Probably the greatest surprise, and certainly one of the most comforting episodes of his life, was the receipt of a legacy of twenty thousand pounds on the death of his wife's father, which elicited the remark that now he could "stand before a six-foot canvas with a mind at ease, thank God!"

Constable developed slowly as a painter, but having once found himself he strode steadily onward, knowing exactly what he meant to do, turning neither to the right nor to the left, indifferent to tradition, schools, and influences. Consequently the earlier years of his life, when he was breaking away from tradition and beginning to see things with his own eyes are the more interesting. He was born at East Bergholt in Suffolk on 11th June 1776, the second son of Golding Constable, owner of water and wind mills. At the Dedham Grammar School he was renowned for his penmanship, and before he left school, at seventeen years of age, he had already shown a strong inclination towards painting. In this he was encouraged by his friend John Dunthorne, plumber and glazier, a man of parts, who devoted his leisure time to landscape painting.

Fate was complaisant to Constable. Born in an opulent and wooded quarter of Suffolk, on a spot overlooking the fertile valley of the Stour, with a friend close at hand who loved Nature and painted her for pleasure not for profit, can we wonder that, later in life, Constable wrote enthusiastically and gratefully of "the scenes of my boyhood which made me a painter." A painter he was from the beginning, for his father's proposal that he should take Orders was never really seriously entertained, and the year that he spent as a miller was surely of more service to him as a student of Nature than if he had spent the period as a student in an art school. As a miller, the "handsome miller" he was called, he learnt at first hand the ways of winds, clouds, and storms; in an art school he would have learned how his predecessors had decided that antique statues should be drawn and "shaded." Yes; everything conspired to make John Constable "a natural painter." The art schools would serve him later, but that year as a miller watching the skies, noting the winds, observing the growth of crops, and the demeanour of trees, was the foundation of his originality. He was but sixteen—that impressionable period when everything is new, and the eyes of body and soul absorb and retain. In that fresh and impulsive sketch called "Spring," now in the Victoria and Albert Museum, he painted, later in life, one of the mills in which he worked, upon the timbers of which he had carved the words "John Constable, 1792." In the second edition of his "Life," published in 1845, Leslie says that the name and date, neatly carved with a penknife, "still remain." Leslie also prints Constable's description of this "Spring" sketch which was engraved by David Lucas.

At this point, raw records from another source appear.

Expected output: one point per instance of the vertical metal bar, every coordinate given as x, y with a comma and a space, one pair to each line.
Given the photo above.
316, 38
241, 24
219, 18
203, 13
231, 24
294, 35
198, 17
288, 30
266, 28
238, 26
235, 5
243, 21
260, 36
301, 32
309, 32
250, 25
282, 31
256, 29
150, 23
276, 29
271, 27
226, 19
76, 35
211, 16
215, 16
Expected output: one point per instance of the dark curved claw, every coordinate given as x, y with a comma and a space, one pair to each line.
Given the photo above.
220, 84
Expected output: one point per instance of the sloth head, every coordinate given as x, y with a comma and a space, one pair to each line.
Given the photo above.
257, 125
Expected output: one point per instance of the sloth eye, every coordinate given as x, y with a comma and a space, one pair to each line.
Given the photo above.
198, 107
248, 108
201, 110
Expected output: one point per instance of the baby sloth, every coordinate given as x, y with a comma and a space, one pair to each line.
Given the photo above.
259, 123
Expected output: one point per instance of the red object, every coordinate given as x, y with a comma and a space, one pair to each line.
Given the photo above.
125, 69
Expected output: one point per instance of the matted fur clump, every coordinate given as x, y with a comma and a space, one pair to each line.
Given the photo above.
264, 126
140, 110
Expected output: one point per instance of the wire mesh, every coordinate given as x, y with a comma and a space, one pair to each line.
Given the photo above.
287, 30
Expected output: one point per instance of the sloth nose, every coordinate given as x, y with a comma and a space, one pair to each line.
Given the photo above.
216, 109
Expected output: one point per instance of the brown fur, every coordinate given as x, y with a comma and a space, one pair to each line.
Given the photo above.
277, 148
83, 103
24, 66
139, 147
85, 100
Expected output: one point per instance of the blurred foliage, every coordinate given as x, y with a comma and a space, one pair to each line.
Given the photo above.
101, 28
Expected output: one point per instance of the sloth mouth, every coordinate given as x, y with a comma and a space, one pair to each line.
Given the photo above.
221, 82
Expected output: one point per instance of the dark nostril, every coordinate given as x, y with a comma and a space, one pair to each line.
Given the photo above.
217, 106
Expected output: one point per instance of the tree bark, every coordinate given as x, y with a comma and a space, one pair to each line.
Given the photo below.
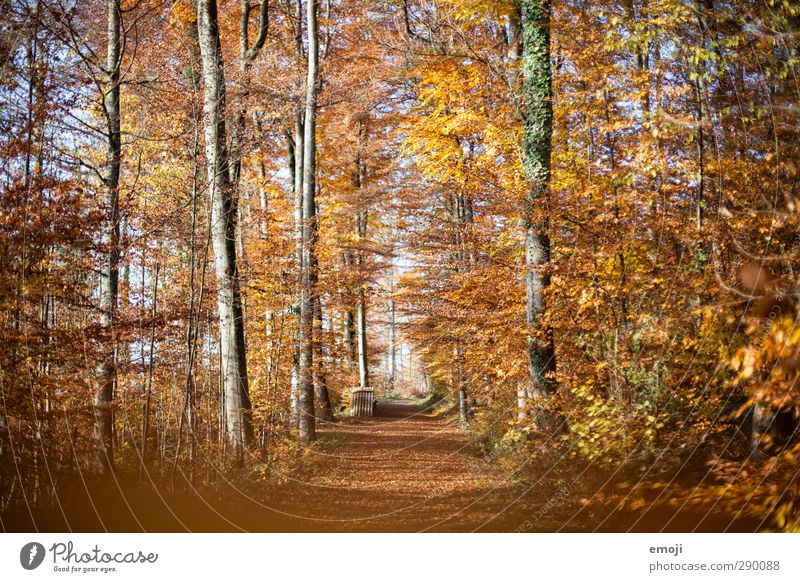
307, 424
537, 74
233, 361
106, 369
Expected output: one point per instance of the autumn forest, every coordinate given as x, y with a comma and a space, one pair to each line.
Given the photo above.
399, 265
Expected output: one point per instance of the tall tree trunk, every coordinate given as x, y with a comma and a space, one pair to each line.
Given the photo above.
298, 259
233, 362
106, 372
307, 424
247, 54
537, 75
391, 372
321, 395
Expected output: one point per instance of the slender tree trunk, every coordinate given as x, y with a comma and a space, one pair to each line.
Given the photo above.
537, 75
106, 372
363, 356
321, 395
392, 355
307, 423
151, 365
298, 261
233, 362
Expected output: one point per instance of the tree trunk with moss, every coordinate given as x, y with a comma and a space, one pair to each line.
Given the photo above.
537, 83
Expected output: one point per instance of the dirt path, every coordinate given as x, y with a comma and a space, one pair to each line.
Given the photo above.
403, 470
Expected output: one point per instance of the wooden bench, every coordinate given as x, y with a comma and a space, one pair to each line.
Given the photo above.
362, 401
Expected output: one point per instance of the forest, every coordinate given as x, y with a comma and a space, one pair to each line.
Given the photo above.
555, 243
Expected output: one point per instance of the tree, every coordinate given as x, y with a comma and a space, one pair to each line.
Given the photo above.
109, 285
233, 359
306, 412
537, 73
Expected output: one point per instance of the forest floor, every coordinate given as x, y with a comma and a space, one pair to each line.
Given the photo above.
407, 469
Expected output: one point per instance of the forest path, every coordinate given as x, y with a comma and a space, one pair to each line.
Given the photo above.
405, 469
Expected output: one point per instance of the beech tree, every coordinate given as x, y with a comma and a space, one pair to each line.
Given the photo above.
233, 358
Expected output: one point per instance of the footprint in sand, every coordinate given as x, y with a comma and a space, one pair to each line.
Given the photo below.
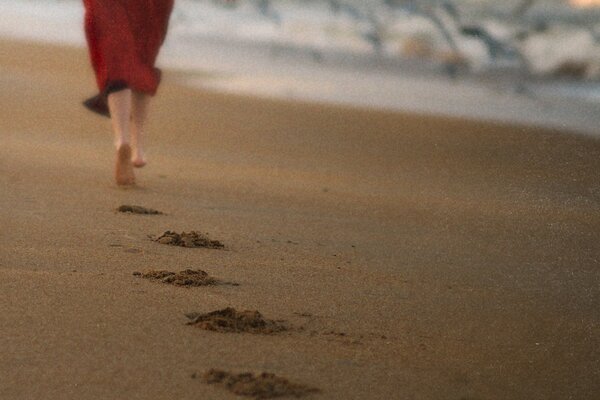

"It may perhaps give some idea of one of those bright silvery days in the spring, when at noon large garish clouds surcharged with hail or sleet sweep with their broad shadows the fields, woods, and hills; and by their depths enhance the value of the vivid greens and yellows so peculiar to the season. The natural history, if the expression may be used, of the skies, which are so particularly marked in the hail squalls at this time of the year, is this...." Then follows a lengthy and intimate study of the natural history of the skies, showing what stores of knowledge he had amassed during the year he worked as a miller. Is it exaggeration to describe that year as the most important of his life. It gave him the independent outlook, the rough intimacy with fields and hedgerows under the influences of light and weather, that new-old knowledge which so astonished the French artists at the Salon of 1824. Constable began with the skies of Nature, he went on to study the skies of Claude, Ruysdael, and other masters; but he returned to the skies and pastures of Nature, never to leave them again.


PLATE V.—DEDHAM MILL. Victoria and Albert Museum.

Painted in 1820, three years after "Flatford Mill." Constable's father was the owner of the watermills at Flatford and Dedham. Many years before the date of this picture, Constable, writing of a landscape of Dedham by an acquaintance, said—"It is very well painted, and there is plenty of light without any light at all." In "Dedham Mill," he progresses in his purpose to infuse true light into his pictures.